Thesis title: Assessment of genetic determinants in Escherichia coli uropathogenic lifestyle and intracellular persistence via optimized k-mer matching of million-genome collections on laptops
Urinary tract infections (UTIs) are among the most common bacterial infections in humans, primarily caused by uropathogenic Escherichia coli (UPEC). A key challenge in UTI management is UPEC’s ability to persist intracellularly, enabling evasion of host defenses and antibiotic treatments. Although recent studies revealed that mobile genetic elements are crucial in UPEC persistence, their limited scale underlines the necessity for more comprehensive genomic analyses for detecting the potential determinants linked to UTI pathogenesis and UPEC persistence. Meanwhile, recent advances in sequencing technologies resulted in vast bacterial genome collections being generated, such as the AllTheBacteria collection (n = 2,440,377), holding great potential for several applications, such as in rapid diagnostics and epidemiological surveillance at point-of-care (POC). However, the exponential growth of data has outpaced computational performance, limiting our ability to perform real-time searches across million-genome collections, especially on portable devices.

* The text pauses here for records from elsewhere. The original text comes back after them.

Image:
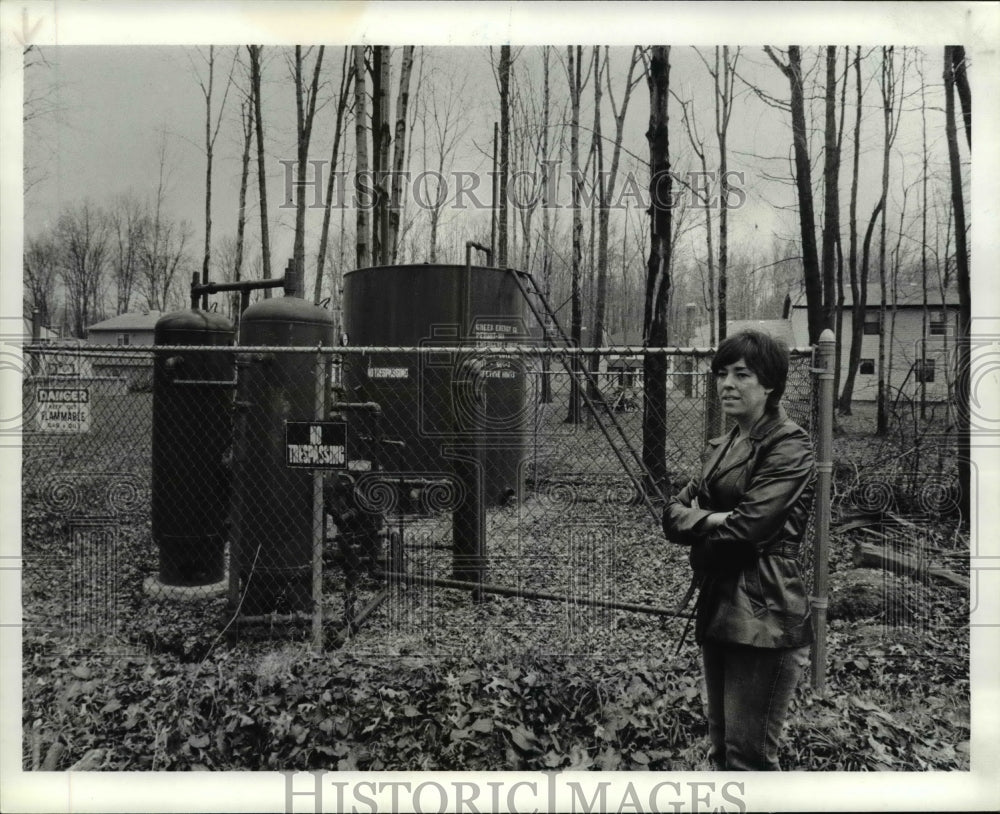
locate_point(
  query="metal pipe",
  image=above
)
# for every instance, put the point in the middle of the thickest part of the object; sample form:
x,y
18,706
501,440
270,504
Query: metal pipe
x,y
203,382
522,593
318,512
469,517
372,406
824,369
510,350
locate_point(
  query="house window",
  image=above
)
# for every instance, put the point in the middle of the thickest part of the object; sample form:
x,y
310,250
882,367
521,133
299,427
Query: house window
x,y
924,372
938,324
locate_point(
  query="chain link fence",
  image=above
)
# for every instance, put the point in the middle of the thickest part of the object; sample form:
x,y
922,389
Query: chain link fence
x,y
171,493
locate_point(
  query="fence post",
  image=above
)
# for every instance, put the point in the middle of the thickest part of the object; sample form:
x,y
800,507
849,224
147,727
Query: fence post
x,y
824,360
318,513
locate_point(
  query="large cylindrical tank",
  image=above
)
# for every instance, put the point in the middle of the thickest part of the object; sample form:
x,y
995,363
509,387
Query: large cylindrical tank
x,y
273,509
192,432
442,405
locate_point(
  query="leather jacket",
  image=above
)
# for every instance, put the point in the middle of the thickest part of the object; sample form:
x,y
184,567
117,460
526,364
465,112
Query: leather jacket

These searches on portable devices have been made possible by Phylign, a tool combining phylogenetic compression with k-mer matching and alignment. Yet, Phylign remains unsuitable for time-sensitive analyses with long and divergent queries, as no established methodology exists for guiding the selection, application, parametrization, and calibration of low-level k-mer indexes with phylogenetic compression with respect to specific biological questions.
This study, therefore, has two primary aims: 1) to develop an end-to-end methodology for rapid k-mer searches across million-genome collections on portable devices using phylogenetic compression; and 2) to investigate the genetic determinants of UPEC lifestyle and intracellular persistence by characterizing the content and the dissemination of the plasmid of the plasmid carried by the persistent prostatic UPEC strain EC73.

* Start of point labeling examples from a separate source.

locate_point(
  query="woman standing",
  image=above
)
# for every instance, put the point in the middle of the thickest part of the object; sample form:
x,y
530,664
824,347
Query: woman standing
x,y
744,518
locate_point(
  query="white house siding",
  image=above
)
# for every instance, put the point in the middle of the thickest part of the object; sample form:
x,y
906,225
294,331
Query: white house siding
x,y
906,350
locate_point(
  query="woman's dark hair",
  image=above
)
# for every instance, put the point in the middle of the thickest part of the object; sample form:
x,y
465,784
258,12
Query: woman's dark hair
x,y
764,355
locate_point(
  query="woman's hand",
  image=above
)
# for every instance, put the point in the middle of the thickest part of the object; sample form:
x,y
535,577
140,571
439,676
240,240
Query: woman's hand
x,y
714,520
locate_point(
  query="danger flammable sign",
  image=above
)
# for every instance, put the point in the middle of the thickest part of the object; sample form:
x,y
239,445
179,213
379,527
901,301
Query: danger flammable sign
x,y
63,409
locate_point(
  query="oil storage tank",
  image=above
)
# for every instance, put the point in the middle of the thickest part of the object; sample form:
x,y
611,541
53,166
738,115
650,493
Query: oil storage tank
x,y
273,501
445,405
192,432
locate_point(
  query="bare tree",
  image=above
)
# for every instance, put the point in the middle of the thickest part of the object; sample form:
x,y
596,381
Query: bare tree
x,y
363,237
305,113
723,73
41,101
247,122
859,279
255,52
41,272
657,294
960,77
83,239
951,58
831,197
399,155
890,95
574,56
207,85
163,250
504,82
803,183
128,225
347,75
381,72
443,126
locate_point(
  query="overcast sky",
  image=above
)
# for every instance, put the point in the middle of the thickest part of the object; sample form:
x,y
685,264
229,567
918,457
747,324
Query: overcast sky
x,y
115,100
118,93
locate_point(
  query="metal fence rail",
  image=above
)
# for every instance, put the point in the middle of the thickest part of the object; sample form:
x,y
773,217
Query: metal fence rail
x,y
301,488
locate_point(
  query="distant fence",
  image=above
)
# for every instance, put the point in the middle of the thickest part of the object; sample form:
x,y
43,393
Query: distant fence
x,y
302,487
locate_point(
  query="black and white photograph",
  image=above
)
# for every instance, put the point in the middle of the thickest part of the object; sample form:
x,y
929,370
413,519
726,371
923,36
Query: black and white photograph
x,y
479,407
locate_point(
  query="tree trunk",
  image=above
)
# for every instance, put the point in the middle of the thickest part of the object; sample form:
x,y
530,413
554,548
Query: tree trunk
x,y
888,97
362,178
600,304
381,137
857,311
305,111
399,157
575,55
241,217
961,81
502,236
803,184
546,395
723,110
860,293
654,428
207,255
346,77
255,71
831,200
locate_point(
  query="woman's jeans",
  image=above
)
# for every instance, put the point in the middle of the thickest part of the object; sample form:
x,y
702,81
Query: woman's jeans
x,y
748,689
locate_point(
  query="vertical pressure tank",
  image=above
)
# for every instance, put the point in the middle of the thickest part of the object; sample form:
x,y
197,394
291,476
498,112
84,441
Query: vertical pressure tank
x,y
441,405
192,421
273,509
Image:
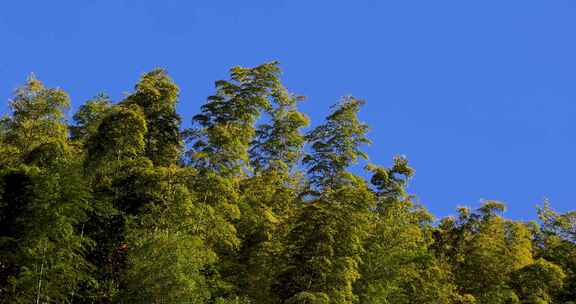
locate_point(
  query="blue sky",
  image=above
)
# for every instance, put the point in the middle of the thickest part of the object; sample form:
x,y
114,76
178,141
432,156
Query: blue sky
x,y
479,95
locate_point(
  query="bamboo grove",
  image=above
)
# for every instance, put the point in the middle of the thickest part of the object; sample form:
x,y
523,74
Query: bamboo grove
x,y
123,205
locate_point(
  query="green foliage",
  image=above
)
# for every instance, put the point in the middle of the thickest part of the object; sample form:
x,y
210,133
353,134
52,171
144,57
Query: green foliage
x,y
116,209
157,94
89,117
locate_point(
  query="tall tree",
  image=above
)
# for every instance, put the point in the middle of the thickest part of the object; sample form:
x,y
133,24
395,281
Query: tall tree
x,y
397,266
325,243
157,95
37,116
225,129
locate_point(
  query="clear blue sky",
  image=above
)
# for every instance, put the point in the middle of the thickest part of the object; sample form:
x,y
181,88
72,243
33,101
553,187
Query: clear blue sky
x,y
479,95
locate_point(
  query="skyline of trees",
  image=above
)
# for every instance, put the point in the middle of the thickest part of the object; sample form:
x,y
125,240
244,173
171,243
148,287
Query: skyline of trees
x,y
125,206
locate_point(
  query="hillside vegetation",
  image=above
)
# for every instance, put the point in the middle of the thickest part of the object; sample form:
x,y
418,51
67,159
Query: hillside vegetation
x,y
123,205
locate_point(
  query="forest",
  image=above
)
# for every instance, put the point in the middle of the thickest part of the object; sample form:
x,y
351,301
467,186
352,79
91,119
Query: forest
x,y
251,204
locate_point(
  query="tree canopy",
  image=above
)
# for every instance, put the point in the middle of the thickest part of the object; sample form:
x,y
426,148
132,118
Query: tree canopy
x,y
124,205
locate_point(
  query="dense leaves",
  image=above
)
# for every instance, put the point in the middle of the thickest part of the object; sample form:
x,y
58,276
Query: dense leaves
x,y
125,206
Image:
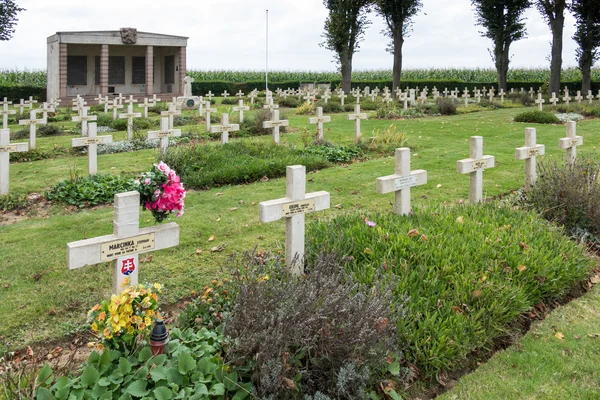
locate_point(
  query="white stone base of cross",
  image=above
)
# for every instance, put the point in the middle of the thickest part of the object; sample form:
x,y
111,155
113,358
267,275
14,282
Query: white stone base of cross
x,y
125,244
475,166
5,149
529,154
91,142
401,182
224,128
293,208
571,142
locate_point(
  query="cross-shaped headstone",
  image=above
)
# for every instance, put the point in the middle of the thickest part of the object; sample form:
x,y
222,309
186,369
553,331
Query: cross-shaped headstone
x,y
225,128
241,108
164,134
125,244
32,122
91,142
275,124
529,154
293,208
319,120
5,149
6,112
402,181
130,115
571,142
475,166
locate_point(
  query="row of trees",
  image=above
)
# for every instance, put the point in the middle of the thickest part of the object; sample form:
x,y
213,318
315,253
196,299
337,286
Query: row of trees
x,y
502,22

Here, we develop and implement a comprehensive methodology for rapid k-mer searches across million-genome collections on portable devices and apply it to elucidate the genetic determinants of UPEC lifestyle and persistence. The methodology proceeds in three steps: 1) translating the biological question of interest into a k-mer-based problem, where k-mer matching is 2) formalized through a combination of three elements, defined as matching strategy; this last is then used to 3) guide the selection of the most suitable k-mer indexes for the given application. We apply this framework to the plasmid search problem across million-genome collections using Phylign and evaluate four state-of-the-art k-mer indexes (COBS, Fulgor, Themisto, and Metagraph), identifying Fulgor as the best trade-off between space efficiency and search speed.

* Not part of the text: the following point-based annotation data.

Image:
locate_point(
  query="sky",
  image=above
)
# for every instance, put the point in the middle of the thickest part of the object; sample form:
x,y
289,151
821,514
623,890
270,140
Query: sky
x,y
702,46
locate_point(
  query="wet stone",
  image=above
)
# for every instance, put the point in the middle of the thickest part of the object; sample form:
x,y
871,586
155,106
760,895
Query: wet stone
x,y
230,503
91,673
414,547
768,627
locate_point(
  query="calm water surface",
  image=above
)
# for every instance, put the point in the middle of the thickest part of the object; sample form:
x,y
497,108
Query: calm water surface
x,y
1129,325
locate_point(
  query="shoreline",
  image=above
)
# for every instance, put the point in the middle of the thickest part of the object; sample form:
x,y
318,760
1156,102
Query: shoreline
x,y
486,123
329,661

Finally, we characterize the plasmid of the UPEC strain EC73, identifying multiple functionally distinct genes and a marginal diffusion among the 3,776 UPEC genomes in the AllTheBacteria collection. Three EC73 plasmid genes were also identified as potential determinants involved in UPEC intracellular persistence.
Overall, this work provides the first systematic framework for large-scale k-mer search on portable devices leveraging phylogenetic compression. The enhancement of Phylign results in up to ~4x faster searches and enables detection of matches in 15x more genomes. Compared to LexicMap, the Phylign-Fulgor combination maintains scalability to portable devices while detecting matches across a comparable number of genomes. Using only a standard laptop, the developed method demonstrates at scale that UPEC strains do not universally share common genetic elements from the EC73 plasmid gene pool that determine their lifestyle and intracellular persistence.